Left my list of books-read-but-not-blogged at work, so no updates on that front until Tuesday. (Which is the inauguration!!!) Actually I think I am going to follow Tari's
example here, and just give myself a clean slate. On that note:
Linkblogging
Anti-Love Drug May be Ticket to Bliss: talking about oxytocin as the be-all and end-all of human pair bonding (on the female side). Also about taking drugs in order to fall in or out of love at your convenience. The
wikipedia article has a long list of positive effects, and only one listed negative effect (adversely impacts memory and ability to learn). But I'm skeptical, not even in a philosophical we-are-more-than-our-brain-chemistry way, but in a biological brain-chemistry-is-complicated way. Like it seems to me, as a layperson, that bad things happen when pharmaceutical companies (let's just suppose) focus on a single chemical and don't think hard enough about the way it works within a system.

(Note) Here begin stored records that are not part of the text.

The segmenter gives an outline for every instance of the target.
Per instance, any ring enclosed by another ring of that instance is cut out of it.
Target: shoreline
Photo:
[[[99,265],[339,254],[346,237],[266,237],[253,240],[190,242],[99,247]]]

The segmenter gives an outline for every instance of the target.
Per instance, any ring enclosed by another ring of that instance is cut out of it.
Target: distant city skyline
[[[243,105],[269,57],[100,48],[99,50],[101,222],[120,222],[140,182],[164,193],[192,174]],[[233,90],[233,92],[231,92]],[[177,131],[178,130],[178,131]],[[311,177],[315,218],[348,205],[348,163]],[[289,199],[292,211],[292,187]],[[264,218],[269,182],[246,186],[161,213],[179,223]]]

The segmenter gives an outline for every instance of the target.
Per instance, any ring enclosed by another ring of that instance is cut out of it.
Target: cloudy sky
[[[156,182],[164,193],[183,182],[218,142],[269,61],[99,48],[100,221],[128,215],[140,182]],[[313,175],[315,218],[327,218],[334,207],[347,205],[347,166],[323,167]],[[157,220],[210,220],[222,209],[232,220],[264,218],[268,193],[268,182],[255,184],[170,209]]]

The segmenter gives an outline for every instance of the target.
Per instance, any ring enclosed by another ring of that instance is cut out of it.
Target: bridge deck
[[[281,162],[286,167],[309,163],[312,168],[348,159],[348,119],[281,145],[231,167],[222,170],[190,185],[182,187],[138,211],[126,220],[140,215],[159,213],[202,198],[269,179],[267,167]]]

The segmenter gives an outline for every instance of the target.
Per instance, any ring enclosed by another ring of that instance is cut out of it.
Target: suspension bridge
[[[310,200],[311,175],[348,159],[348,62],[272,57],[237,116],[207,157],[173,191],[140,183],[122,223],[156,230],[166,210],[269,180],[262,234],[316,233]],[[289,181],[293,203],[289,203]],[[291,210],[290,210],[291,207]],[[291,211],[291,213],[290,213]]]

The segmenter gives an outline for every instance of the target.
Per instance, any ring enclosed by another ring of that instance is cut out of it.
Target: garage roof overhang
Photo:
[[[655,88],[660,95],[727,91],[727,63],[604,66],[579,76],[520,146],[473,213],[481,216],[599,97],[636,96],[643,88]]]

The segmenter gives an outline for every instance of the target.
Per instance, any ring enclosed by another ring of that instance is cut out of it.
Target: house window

The End by Michael Lewis: Everyone's gonna think I got this from
petronia, but she got it from me! ^^; First-hand accounts from skeptical cogs within the financial machine. Speaking of being freaked out, this stuff is *really* scary, because half of the bad loans and bad assets Lewis discusses haven't come out in the wash yet. Anyway this is a good article because it follows individuals and has a sort of narrative framework - my father and I thought this would make a good movie, with Eismen et al. as "antiheroes" since they were making a lot of money at the same time as they were disrupting sales meetings. "We fed the beast until it exploded" is a great line.
An oldie but a goodie:
Gender Differences in Emoticon Use. Man I wish I could read this. Academic journal subscriptions are wasted on university undergrads, who don't have the time. ^^;
Was reading
a book I found in my office, on language and communication styles. Nancy Bonvillain is our best-selling anthropology author and she's especially good with gender. Women in general speak with more pitch variation and expressiveness than men, she says, because they are expected to be emotional while men are expected to be able to control their emotions. That's the one everyone knows. Two other theories Bonvillain mentions, and that I hadn't heard before, are 1) women have developed this speaking style because it holds attention, and they are institutionally less powerful, and 2) women speak this way because they spend more time around children, who haven't yet been socialized to attend to verbal cues. This made me think of Pete Doherty, but then again what doesn't. XD
As long as I'm discussing books lying around the office that my obsessed brain was able to somehow relate back to the Libertines:
here's another one. The "cutting edge" articles in this book were published in 2005 and aren't so cutting edge anymore, if they ever were -- I'm sure you'll all be shocked to hear that imaginative people are more likely to develop false memories than unimaginative people -- but there was an article on group brainstorming I liked. The basic point was that, contrary to popular belief, brainstorming in groups is almost always less effective than brainstorming alone, first because each person must wait his or her turn, second because people often hold back. Suggestions for constructing a group that will be more than the sum of its parts are:
<•>a mix of divergent (brings in unrelated or barely-related ideas) and convergent (thinks deeply along a single track) thinkers. This is the
fox/hedgehog, eclecticist/purist thing in cognitive-scientist's clothing.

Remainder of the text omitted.